Courts & Jud. Proc. §11-308.
So far,
here is the result. If Dad is struck by
the tired physician on the Virginia border, he recovers $3.5 million. If he is struck on the D.C. side, he recovers
$3.5 million. If he is struck on the
Maryland side, he recovers $3,270,000.00.
A bit
strange, but as they say, you “ain’t seen nothing yet.”
Now let’s
take the same injury to Dad, caused by the same physician, but instead the
physician causes the injury during surgery.

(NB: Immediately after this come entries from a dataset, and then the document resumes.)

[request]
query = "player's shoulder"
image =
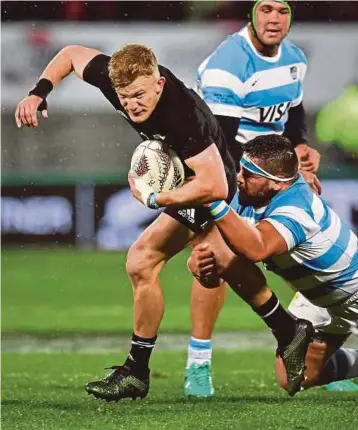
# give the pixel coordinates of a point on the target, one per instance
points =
(298, 197)
(293, 52)
(232, 55)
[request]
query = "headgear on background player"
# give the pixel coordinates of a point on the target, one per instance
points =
(252, 15)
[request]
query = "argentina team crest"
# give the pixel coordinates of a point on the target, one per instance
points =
(294, 72)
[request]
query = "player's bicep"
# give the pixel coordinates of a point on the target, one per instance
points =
(81, 57)
(274, 242)
(208, 164)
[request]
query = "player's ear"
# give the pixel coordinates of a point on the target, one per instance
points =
(161, 82)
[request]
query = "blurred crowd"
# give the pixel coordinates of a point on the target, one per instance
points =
(316, 11)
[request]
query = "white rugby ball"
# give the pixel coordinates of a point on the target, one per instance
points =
(159, 166)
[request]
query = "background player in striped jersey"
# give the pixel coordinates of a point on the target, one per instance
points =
(281, 222)
(253, 83)
(154, 101)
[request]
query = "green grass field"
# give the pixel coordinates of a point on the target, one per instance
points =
(56, 293)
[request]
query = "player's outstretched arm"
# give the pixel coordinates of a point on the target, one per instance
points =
(71, 58)
(256, 242)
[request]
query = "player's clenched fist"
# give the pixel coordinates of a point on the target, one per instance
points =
(26, 111)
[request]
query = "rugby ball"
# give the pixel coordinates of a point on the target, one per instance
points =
(159, 166)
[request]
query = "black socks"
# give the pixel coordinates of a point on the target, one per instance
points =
(281, 323)
(138, 358)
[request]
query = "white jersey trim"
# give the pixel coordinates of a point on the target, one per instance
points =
(223, 79)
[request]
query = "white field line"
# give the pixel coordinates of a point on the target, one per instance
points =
(165, 342)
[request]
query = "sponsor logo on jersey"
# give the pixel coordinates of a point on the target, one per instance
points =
(159, 136)
(275, 112)
(294, 72)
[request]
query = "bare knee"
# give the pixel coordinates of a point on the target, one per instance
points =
(142, 263)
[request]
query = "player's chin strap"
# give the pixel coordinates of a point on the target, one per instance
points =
(252, 167)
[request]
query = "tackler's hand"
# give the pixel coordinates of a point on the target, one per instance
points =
(26, 111)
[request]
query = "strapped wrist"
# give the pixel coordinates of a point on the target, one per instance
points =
(218, 210)
(151, 201)
(42, 88)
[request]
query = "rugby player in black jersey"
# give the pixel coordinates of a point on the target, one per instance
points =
(158, 105)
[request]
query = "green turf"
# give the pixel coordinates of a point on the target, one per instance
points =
(45, 391)
(63, 291)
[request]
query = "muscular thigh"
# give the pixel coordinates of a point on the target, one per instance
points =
(165, 237)
(235, 269)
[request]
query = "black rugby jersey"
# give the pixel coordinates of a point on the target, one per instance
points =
(181, 117)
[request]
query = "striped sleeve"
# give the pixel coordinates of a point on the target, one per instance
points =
(220, 80)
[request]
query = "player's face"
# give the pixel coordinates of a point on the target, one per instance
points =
(140, 98)
(272, 22)
(254, 189)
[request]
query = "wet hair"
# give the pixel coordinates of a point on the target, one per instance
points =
(275, 153)
(130, 62)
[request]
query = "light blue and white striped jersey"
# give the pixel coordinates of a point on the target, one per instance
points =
(237, 81)
(322, 257)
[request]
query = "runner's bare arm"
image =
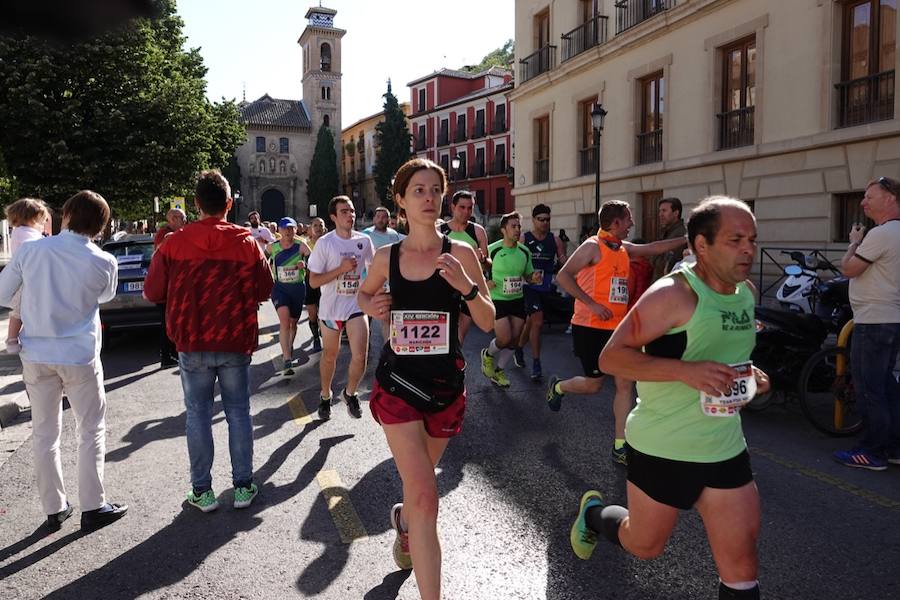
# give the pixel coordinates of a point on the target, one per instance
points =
(669, 303)
(371, 296)
(481, 307)
(654, 248)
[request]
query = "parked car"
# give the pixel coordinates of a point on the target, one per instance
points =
(129, 309)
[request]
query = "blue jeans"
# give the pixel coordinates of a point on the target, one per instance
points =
(873, 351)
(199, 371)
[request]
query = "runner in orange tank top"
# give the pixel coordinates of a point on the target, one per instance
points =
(597, 276)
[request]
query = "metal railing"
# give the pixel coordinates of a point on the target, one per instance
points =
(736, 128)
(649, 146)
(539, 61)
(587, 35)
(866, 99)
(542, 170)
(632, 12)
(587, 161)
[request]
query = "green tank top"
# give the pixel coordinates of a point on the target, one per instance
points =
(509, 268)
(668, 420)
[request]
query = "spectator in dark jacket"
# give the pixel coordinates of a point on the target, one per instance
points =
(212, 276)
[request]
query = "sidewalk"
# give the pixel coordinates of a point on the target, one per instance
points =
(13, 399)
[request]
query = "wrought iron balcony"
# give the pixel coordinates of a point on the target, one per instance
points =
(539, 61)
(632, 12)
(585, 36)
(736, 128)
(866, 100)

You would think the recovery would be the same, given that the injury is
the same, right? Wrong.
In medical
malpractice cases only, Virginia has enacted a special cap on damages. That cap limits all patients in Virginia to no more than a $2 million
recovery. The cap is inclusive, meaning
it limits both Dad’s financial loss and his pain and suffering loss. (The law is Va. Code §8.01-581.15). So in Virginia, if Dad is struck by the
physician in the car, he recovers his full loss, $3.5 million. If the physician causes the same injury to
Dad but in a medical setting, Dad recovers $2 million.
Now we turn
to Maryland. If you are assuming that
the Maryland cap we already discussed will limit Dad’s damages, you are only
partially correct. While Maryland does
cap the pain and suffering component of medical-malpractice awards, just like
it caps personal-injury awards, it caps them at a lower amount. Thus, while
the pain and suffering cap if Dad is struck by the physician’s car is $770,000,
the pain and suffering cap, if the physician causes the injury in the medical
setting is $710,000.00. Thus, Dad’s
total recovery in the Maryland medical malpractice case is $3,210,00.00. If you want to read the separate Maryland
malpractice cap, go to Md. Code Cts. & Jud. Proc. § 3-2A-09.
Finally, we
come to the District of Columbia, which is easy. The District does not legislatively limit
jury awards, trusting its citizens to set the amount (with oversight by the
trial judge), as enshrined in our Constitution.
Thus, in D.C., Dad recovers his full $3.5 million loss for the medical
malpractice injury.
In case
your head is spinning by now, below is an easy reference chart for you:
Same
accident, same losses totaling $3.5 million
Recovery
in: Automobile Injury Medical Malpractice
Injury
Washington,
DC $3.5 million $3.5 million
Virginia $3.5 million $2.0 million
Maryland $3.27 million $3.21 million
So the next
time someone asks you about tort reform, before answering whether you support
it, make sure you know what zip code you are standing in!